On the left is me when I was 19 and knew everything. I actually had hair back then.
People left to just be themselves will often behave with slothful indifference, or worse. Doing the right thing is hard work that requires significant discipline and preparation. Those doing the wrong things often rationalize away their failings, since the wrong thing usually results from the sin of omission rather than commission. People neglect preparation or lack reasonable foresight and then find themselves in an untenable position. Portraying themselves as victims, they plaintively ask, “What else could I do?” as circumstances “force” them into some questionable actions.
Random chance – luck – is an important factor in any result, but the chronically unlucky are probably making poor choices, often by what they are choosing NOT to do, as I discuss above.
Below is a picture of my father (the guy w/o the hat) back in the summer of 1941, when he was 19 and knew everything. Even from our distant time, we can feel the joy of care free youth. The Great Depression was ending. Young men could find jobs. Later that year the Japanese bombed Pearl Harbor. By the next summer, my father was in Europe at the request of his Uncle Sam.

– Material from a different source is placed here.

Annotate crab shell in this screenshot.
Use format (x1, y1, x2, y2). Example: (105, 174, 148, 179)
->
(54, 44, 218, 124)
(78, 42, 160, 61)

I am a natural procrastinator. I have known that since I was a kid. I compensate for this because I am a quick study with a significant talent to “think on my feet” or “wing it.” I don’t say this to boast, but rather to point out the mixed blessing. These skills allow me to get away with insufficient preparation and even when I pull off a success, it may not be the best I could do. Because I recognize the problem, I can fight against the tendency, but I will forever struggle against the tendency to “be myself.”
We are our own first creation. We demonstrate who we are by what we aspire to be, by the choices we make and by the roles we choose. My “self” is defined by my family, my forests, my diplomacy career and various long term habits such as reading and running. I doubt anybody would have predicted this for me when I was born. The things are do now are not the default option; I am not being my “natural” self, but I am certainly being “me” – the me I have chosen, the one I want to be, not the one I was stuck with. Sure glad I didn’t try too hard to be myself when I was younger.
My advice to the kids is don’t just be yourself; be better. It will be more satisfying.